ÖTE yandan Tahsin Ertuğruloğlu “Erdoğanvari” bir çıkışla komşuyu korkutmak amacında  “Doğu Akdenizde hidrokarbon arayışını sürdüren şirketleri işaretleyerek “gerekirse vururuz” ha dedi! Dedi ama sordular bakanımıza: “Kuş lastiğiyle mi?”

BİR diğer olay ise şuydu: Sanki garantisiyle, askeriyle, suyuyla, Kuzey’de nüfusumuz kadar nüfusuyla,  yardımları ve her zaman her kararda “son sözüyle”  bağlanmamışız gibi fakat bu kez Sanayi bakanı Atun devreye girdi,  “Tayvan modeline nazire KKTC’yi bağlarız Türkiye’ye” dedi!.. Film hâlâ vizyonda…               KISACA geçen hafta  mevcut hükümetin bile müzakereler sürecinin dışında tutulduğu, hâlâ Sn. Akıncı’nın Rum tarafına hangi ödünlerle haritayı verdiğinin bilinmediği, KKTC halkı ve devletinin müzakerelerin dışına itilirken “barış” adına ve kör gibi biat ederek sadece desteğinin  istendiği, kimselerin niçin tartıştığını, hangi davayı neden savunduğunu bilmediği bir tartışmaydı “tartışılan!”

 


 

  VATANDAŞLIK SORUNU!

Hakkı hukuku içinde, doldurduğu yıllarıyla yaşadığı hayatın layığında ise ister KKTC kökenli olsun ister 3. Ülkelerden olsun aramızda kesintisiz yaşayan aile sahibi olmuş işgücümüze katılan insanların vatandaşlık hakkı olduğuna inanırım” demek fazla zaten yasa böyle emrediyor…

Peki geçen hafta neden tartıştıktı “vatandaşlık olayını?” Çünkü cılkı çıkarıldıydı da ondan! Devlet ricalinin sevgililerinden  başlayan vatandaşlıklar hakkı olmayanların da kaptığı gollifalar gibi dağıtıldı!

Şimdi UBP İle DP Koalisyon Hükümeti önüne geleni vatandaş yaparken “Güney’deki nüfusa denk bir nüfusa mı  ulaşmamızı” istiyor yoksa “cemaat esamesinden kurtulup devletin sosyoekonomik çarklarını çevirecek potansiyelde işgücümüze katılan bir nüfus oluşturmak mıdır hedefi!”

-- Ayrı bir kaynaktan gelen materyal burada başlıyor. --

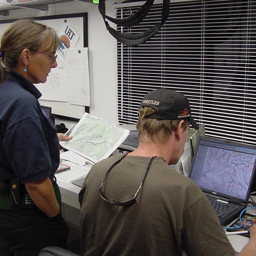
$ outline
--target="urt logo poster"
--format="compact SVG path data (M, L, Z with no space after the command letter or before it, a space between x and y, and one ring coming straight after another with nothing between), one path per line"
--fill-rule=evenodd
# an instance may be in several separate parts
M59 32L59 36L61 40L60 48L58 52L58 58L65 62L64 50L74 48L79 38L79 35L72 26L67 22L64 23Z

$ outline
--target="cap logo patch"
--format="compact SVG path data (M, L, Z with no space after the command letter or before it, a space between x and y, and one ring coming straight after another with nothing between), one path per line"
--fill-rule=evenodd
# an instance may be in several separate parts
M187 116L190 115L189 112L187 108L185 108L184 110L180 111L179 116Z
M159 106L159 102L156 100L143 100L142 103L143 104L152 104L153 105L156 105Z

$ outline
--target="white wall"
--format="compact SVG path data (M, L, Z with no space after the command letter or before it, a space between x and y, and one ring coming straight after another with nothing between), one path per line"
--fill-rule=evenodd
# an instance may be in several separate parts
M106 14L114 17L112 4L106 1ZM88 49L90 86L90 113L117 124L115 39L106 30L98 5L79 1L49 4L49 10L20 8L10 10L9 16L0 16L0 20L31 17L87 12Z

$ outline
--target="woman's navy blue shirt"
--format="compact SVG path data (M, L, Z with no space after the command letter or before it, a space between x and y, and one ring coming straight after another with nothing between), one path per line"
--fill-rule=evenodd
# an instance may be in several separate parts
M60 163L56 127L41 110L37 88L18 73L9 74L0 86L0 181L50 177Z

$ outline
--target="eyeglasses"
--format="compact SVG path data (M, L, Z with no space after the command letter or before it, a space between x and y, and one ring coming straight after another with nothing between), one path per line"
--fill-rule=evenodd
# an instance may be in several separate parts
M39 51L37 51L36 50L34 50L33 49L30 49L31 51L34 51L35 52L40 52L40 53L42 53L44 54L46 54L46 55L48 55L48 56L50 56L52 57L52 63L53 63L55 60L56 60L56 59L58 57L58 55L55 55L55 56L53 56L52 55L50 55L50 54L48 54L47 53L45 53L45 52L39 52Z
M148 173L148 171L149 167L151 164L151 162L154 158L156 158L156 157L157 157L157 156L152 156L152 157L150 158L150 159L148 161L148 164L147 165L147 167L146 169L146 172L145 173L145 175L144 175L144 177L143 177L143 178L142 179L142 181L140 183L140 185L139 188L138 189L138 190L137 190L136 193L135 193L135 194L134 195L134 196L133 198L132 198L131 199L129 199L129 200L127 200L126 201L125 201L124 202L116 202L114 200L110 200L108 198L107 196L105 194L105 193L103 191L102 191L102 187L103 186L103 184L104 184L104 182L106 181L106 179L107 178L107 177L108 176L108 175L109 174L109 172L110 172L110 170L112 169L113 167L114 167L115 165L116 165L116 164L117 164L120 162L120 161L122 159L123 159L123 158L124 158L127 154L128 153L126 153L126 154L124 154L121 158L119 158L119 159L118 159L116 162L114 163L112 165L112 166L110 168L109 170L107 172L107 173L106 174L105 176L104 176L104 178L103 178L102 182L101 183L101 185L100 185L100 188L99 189L100 194L100 196L103 199L105 200L105 201L106 201L106 202L108 202L110 203L110 204L111 204L117 205L119 206L129 206L130 205L132 205L132 204L133 204L136 201L136 198L138 196L138 194L139 192L140 191L140 190L141 188L141 187L142 186L143 183L144 182L144 181L146 179L146 176L147 176L147 174Z

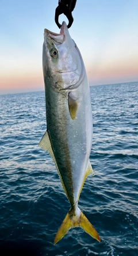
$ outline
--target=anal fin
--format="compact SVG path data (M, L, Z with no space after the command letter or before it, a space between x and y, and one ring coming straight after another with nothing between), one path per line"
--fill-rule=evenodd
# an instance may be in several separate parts
M48 153L49 153L49 154L50 155L50 156L52 158L52 159L54 161L55 167L56 168L56 170L57 171L57 173L58 173L59 176L60 178L60 179L61 180L63 187L64 190L65 191L65 193L69 200L69 202L70 202L70 198L68 197L67 191L65 187L64 183L63 180L62 179L61 174L60 173L60 171L59 170L59 167L58 167L57 163L56 163L56 159L55 157L55 155L54 155L54 153L53 152L53 149L52 149L52 145L51 145L51 140L50 140L48 131L46 131L45 133L44 133L44 135L43 136L41 140L40 140L40 141L39 144L39 146L40 148L41 148L42 149L44 149L44 150L47 151Z

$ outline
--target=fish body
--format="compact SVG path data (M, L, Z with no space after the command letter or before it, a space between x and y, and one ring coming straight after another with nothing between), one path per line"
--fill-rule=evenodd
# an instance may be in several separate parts
M85 66L65 22L60 34L45 29L43 66L47 131L39 146L53 158L71 204L54 243L74 227L82 227L99 241L97 231L78 206L85 180L93 171L89 161L93 122Z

Bu sorulara cevap veremeden  ve yıllar öncesinden gelen siyasetleriyle “ben yaparım olur” diyorlar! Diyorlar ama bakın istatistikler de ne diyor: “En çok kadın cinayeti 2017 yılında oldu… Keza ölümlü araba kazaları da son yıllarda arttı!.. Sirkat, uyuşturucu, illegal olayların haberleri  artık gazetelerin orta sayfalarına kadar dayanıyorlar!

Nüfus artıkça huzur ve istikrar azalıyor! Yerine türlü çeşitli rezilliklerle pislikler oturuyor! Çünkü hep yazarız: “Nüfus artıyor ama “denetim” çok zayıf kalıyor!                          Çünkü artık hükümetler artan nüfusa cevap verecek alt yapı ve kamu denetimleriyle tedbirler alamıyor! Ne yollar yetiyor artan araba sayısına ne illegal olaylar önlenebiliyor! Bu nedenle hakkı olmayanı vatandaş yapmak hükümetin hakkı değil,   devlete yaptığı haksızlık, verdiği zarardır, töhmeti boynuna!      Haa! Geçen hafta Başbakan Özgürgün  son yılların en büyük  haberini açıkladıydı. Ki o günden beridir milletin ağzı bir karış açık boş gözlerle aval aval etrafa bakıp soruyor: “Hani nerede bu inci?”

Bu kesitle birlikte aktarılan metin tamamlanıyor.